Con la perspectiva de que, a la larga, con González sólo cabe un descenso cada vez más rápido, si antes no se han producido cambios importantes en el contexto político, según se acerquen las elecciones autonómicas y municipales, es probable que las tensiones en el interior del PSOE vayan en aumento, hasta el punto de que ya no cabe descartar el que se intente una renovación que implique deshacerse de González. Asumidas las responsabilidades por los casos de corrupción personal y partidarias -ambas se refuerzan mutuamente, sin los GAL no hubiera habido Roldanes, ni Filesas sin Guerras-, dentro de tres años el PSOE podría presentarse al electorado sin el lastre actual. El hecho, sin embargo, de que los Ederes de las dos tendencias organizadas, González y Guerra, estén igualmente señalados por los escándalos de corrupción, hace a su vez muy dificil esta escisión. González apuesta a que el tiempo traiga los dos frutos que necesita para continuar en el poder: el olvido y la mejoría económica. Como ha hecho hasta ahora, tratará de echar tierra sobre los que le atañen, señalando con el dedo, si fuera preciso, los de los demás. Y, en efecto, los partidos gobernantes, el PSOE, CiU y el PNV en sus respectivas autonomías, podrían echarse bastante basura a la cara, sin olvidar que el PP tampoco saldría limpio. La financiación irregular de los partidos inhabilita de hecho a las cúpulas partidarias, pero a nadie le parece hacedera, y no sé si hasta deseable, la renovación en pleno de la élite política, como habría que hacer si se mantiene la exigencia de pedir responsabilidades políticas por los escándalos acumulados.

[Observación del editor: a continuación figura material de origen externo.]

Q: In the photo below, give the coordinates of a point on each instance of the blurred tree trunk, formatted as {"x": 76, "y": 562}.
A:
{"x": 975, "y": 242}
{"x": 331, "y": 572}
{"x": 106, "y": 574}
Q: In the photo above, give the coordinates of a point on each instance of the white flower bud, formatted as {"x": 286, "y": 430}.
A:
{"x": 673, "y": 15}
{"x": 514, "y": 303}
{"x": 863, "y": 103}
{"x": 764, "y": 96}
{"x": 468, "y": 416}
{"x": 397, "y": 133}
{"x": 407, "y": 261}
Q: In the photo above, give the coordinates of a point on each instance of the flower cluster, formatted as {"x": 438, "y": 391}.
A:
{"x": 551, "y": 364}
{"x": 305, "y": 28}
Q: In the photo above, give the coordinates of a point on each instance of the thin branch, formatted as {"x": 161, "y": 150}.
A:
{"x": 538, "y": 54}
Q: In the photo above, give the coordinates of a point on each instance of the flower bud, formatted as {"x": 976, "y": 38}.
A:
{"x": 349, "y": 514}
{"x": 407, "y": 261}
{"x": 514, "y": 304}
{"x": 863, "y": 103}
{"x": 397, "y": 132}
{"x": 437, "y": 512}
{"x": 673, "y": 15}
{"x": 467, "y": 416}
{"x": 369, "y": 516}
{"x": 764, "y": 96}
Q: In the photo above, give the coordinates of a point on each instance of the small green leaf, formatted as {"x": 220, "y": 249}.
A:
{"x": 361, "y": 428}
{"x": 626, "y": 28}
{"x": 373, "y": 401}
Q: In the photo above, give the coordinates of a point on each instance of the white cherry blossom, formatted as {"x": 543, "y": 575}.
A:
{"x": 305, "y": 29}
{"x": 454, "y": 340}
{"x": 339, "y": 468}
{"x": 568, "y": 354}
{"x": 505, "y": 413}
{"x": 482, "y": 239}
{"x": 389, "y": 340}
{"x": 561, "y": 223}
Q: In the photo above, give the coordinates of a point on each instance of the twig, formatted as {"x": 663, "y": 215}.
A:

Como no parece probable que se lleve adelante un proceso de verdadera depuración democrática y, mientras no se haga, la democracia española seguirá pudriéndose, importa mucho la actitud que adopte el PP, que sin caer en las trampas que le ponen -como plantear una moción de censura sin los votos suficientes para ganarla, lo que sólo serviría para legitimar al Gobierno-, no por ello ha de dejar de pedir la dimisión de González por el escándalo Roldán, sobre el que no cabe echar tierra sin que se pudra todo el sistema. Al PP le ha tocado la ardua tarea de tratar de regenerar el sistema, denunciando lo que haya que denunciar, aun al precio de no aparecer siempre puro e intocable, y a IU formular una política realista de democratización que no se pierda en los tópicos falsamente izquierdistas del pasado.